READ MORE: Is general practice about to face its biggest shake-up in NHS history?
The slow rollout of the Spring boosters in Highland has, they say, just proved their point.
Dr Andrew Buist, chair of BMA Scotland's GP Committee, insists that flexibility has always been built into the contract and that it is too simplistic to say that the contract "doesn't work for rural areas".
He said: “If boards like Highland assess that they will struggle to deliver services like vaccination due to issues such as rurality, they can use the options appraisal process. This allows small remote practices that are identified as hard to reach to continue doing traditional GP practice activities such as vaccination – with extra funding to support them.

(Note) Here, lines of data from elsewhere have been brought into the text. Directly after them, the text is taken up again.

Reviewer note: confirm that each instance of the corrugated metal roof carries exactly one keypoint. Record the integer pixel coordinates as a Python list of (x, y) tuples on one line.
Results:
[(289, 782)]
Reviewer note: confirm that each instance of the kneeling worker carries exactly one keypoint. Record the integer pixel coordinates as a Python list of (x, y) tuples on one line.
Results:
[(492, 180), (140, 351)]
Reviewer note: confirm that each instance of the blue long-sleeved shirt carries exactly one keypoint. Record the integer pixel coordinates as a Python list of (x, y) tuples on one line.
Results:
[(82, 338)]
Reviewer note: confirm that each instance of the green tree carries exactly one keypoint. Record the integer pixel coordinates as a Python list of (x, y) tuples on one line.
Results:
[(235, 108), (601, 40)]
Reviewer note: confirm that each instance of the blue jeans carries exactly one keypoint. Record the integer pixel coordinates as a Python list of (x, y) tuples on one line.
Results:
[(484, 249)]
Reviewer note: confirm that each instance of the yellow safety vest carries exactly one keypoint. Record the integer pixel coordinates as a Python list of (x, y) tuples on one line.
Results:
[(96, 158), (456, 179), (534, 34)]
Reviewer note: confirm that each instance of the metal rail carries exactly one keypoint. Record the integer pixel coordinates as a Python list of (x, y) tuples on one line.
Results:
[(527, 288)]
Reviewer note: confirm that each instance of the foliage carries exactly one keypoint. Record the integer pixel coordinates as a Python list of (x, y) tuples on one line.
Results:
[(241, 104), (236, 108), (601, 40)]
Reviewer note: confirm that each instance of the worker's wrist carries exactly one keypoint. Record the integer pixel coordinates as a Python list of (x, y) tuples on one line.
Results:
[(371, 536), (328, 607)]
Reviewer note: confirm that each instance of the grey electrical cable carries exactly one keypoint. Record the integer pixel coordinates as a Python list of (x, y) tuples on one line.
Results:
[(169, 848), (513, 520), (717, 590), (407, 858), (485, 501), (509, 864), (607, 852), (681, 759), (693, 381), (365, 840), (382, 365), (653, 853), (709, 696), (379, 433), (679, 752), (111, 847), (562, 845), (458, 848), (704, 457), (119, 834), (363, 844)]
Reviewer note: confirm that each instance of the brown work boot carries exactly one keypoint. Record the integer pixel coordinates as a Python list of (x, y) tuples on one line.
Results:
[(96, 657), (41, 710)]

"This flexibility is built into the contract and is precisely because it is clear that remote and rural areas need to be allowed to make sure solutions are suitable for their own specific circumstances. We have seen board led delivery of vaccination programmes can work over recent times – but of course this may take time to bed in."
Something else bothers Highland GPs about the decision to sideline them from vaccinations, though.
Back in 2018, critics suggested the funding formula had been cynically skewed in favour of the Central Belt to ensure there would be enough GPs enticed by the promise of a boost in income to overlook what some perceived to be a looming threat to their independent contractor status.
READ MORE: Highland GPs 'betrayed' by funding formula which hands £10k windfalls to urban colleagues
Phase Two of the contract - which is still to be approved - envisages a consultant-style income scale for GPs, which is easier to create if no practices are providing "extra" services like vaccination. Opponents have dubbed it a "salaried service by stealth" which will rob GPs of their autonomy; BMA Scotland insists it is committed to retaining the independent contractor model.
The Highlands vaccine row may turn out to be just the first skirmish in a much bigger battle to come.